We can start by taking the qnorm of 0.95 to get \(c\), which gives us 1.6448536. Next, we compute \[{P(-c<X<c)} = P(Z<\frac{c-0}{{1}}) - P(Z<\frac{-c-0}{{1}})= P(Z<c) - P(Z<-c)\].

This gives us \[P(Z<1.644854)=0.95\], and \[P(Z<-1.644854)=0.95\]. We can use this to solve for \(x\) of the formula \[ z=\frac{x-µ}{\sigma}\]. This gives us \[ 1.644854=\frac{c-0}{1}\] and \[1.644854=\frac{-c-0}{1}\]. \[P(Z<1.644854) - P(Z<-1.644854)\]. This gives us 3.

qnorm(.95)
## [1] 1.644854

//Exercise 5.

Generate 1000 random numbers from a normal distribution with mean µ = 100 and standard deviation σ = 20, and then plot the histogram. Also make a normal QQ plot with the random numbers you generated.

g<-rnorm(1000, mean=100, sd=20)
hist(g, main='')

qqnorm(g)

//Exercise 6.

Subset the females from the cdc data set. Make a density histogram and normal QQ plot of the height and weight variables for the females. Superimpose a normal curve on the density histogram, using the sample mean and sample standard deviation as the parameters. Use qqline() to add a reference line to the QQ plot. Do the points on the QQ plots fall on the straight line? Comment on any deviations in the data from the normal distribution.

a) Histogram and normal QQ plot of height variables for females.

cdc <-readRDS(url("https://ericwfox.github.io/data/cdc.rds"))

cdc_f<-subset(cdc, gender == "f" ) #subset females

hist(cdc_f$height, breaks=30, freq=FALSE, xlab="Female Heights", main='')
x <- seq(0, 300, 0.01)
y <- dnorm(x, mean=mean(cdc_f$height), sd=sd(cdc_f$height))
matlines(x, y, col="red", lwd=2)

qqnorm(cdc_f$height)
qqline(cdc_f$height)

The points on the QQ plot that hit the straight line lie in the middle of the graph.
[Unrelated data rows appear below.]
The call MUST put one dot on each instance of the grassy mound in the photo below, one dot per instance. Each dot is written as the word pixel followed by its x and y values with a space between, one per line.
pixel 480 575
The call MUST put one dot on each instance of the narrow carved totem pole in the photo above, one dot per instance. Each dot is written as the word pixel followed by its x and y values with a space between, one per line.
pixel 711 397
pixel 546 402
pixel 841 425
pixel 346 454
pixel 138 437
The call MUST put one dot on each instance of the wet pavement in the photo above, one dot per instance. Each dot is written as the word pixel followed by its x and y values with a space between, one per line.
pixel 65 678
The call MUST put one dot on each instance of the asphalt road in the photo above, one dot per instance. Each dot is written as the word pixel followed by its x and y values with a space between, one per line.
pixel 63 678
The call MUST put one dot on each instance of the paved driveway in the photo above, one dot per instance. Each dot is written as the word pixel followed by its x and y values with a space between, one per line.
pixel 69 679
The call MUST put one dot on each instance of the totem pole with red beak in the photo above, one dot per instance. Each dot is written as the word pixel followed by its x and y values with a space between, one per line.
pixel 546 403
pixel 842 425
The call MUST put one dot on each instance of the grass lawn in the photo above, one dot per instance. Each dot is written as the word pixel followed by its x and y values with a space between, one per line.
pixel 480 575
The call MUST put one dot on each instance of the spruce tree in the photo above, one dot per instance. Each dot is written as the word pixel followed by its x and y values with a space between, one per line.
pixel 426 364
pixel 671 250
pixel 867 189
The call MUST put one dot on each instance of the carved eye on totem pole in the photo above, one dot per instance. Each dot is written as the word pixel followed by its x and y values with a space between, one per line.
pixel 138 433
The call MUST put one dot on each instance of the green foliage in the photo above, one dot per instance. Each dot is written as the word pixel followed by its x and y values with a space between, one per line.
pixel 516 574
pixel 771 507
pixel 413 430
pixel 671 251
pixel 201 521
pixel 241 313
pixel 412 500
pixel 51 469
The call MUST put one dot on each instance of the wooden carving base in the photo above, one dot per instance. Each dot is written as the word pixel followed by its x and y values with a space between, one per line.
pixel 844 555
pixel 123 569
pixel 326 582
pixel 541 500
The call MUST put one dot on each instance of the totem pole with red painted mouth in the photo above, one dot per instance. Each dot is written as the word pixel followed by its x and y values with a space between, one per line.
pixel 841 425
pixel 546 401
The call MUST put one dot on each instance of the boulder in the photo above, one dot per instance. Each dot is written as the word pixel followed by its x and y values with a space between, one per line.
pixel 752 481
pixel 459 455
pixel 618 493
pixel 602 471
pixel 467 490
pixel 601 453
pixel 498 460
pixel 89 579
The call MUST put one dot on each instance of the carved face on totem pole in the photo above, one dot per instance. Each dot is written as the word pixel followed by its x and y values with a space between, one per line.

b) Histogram and normal QQ plot of weight variables for females.

hist(cdc_f$weight, breaks=30, freq=FALSE, xlab="Female Weights", main='')
x <- seq(0, 300, 0.01)
y <- dnorm(x, mean=mean(cdc_f$weight), sd=sd(cdc_f$weight))
matlines(x, y, col="red", lwd=2)

qqnorm(cdc_f$weight)
qqline(cdc_f$weight)

Where the QQ plot curves on the graph is the part that the points of the plot fall on the straight line.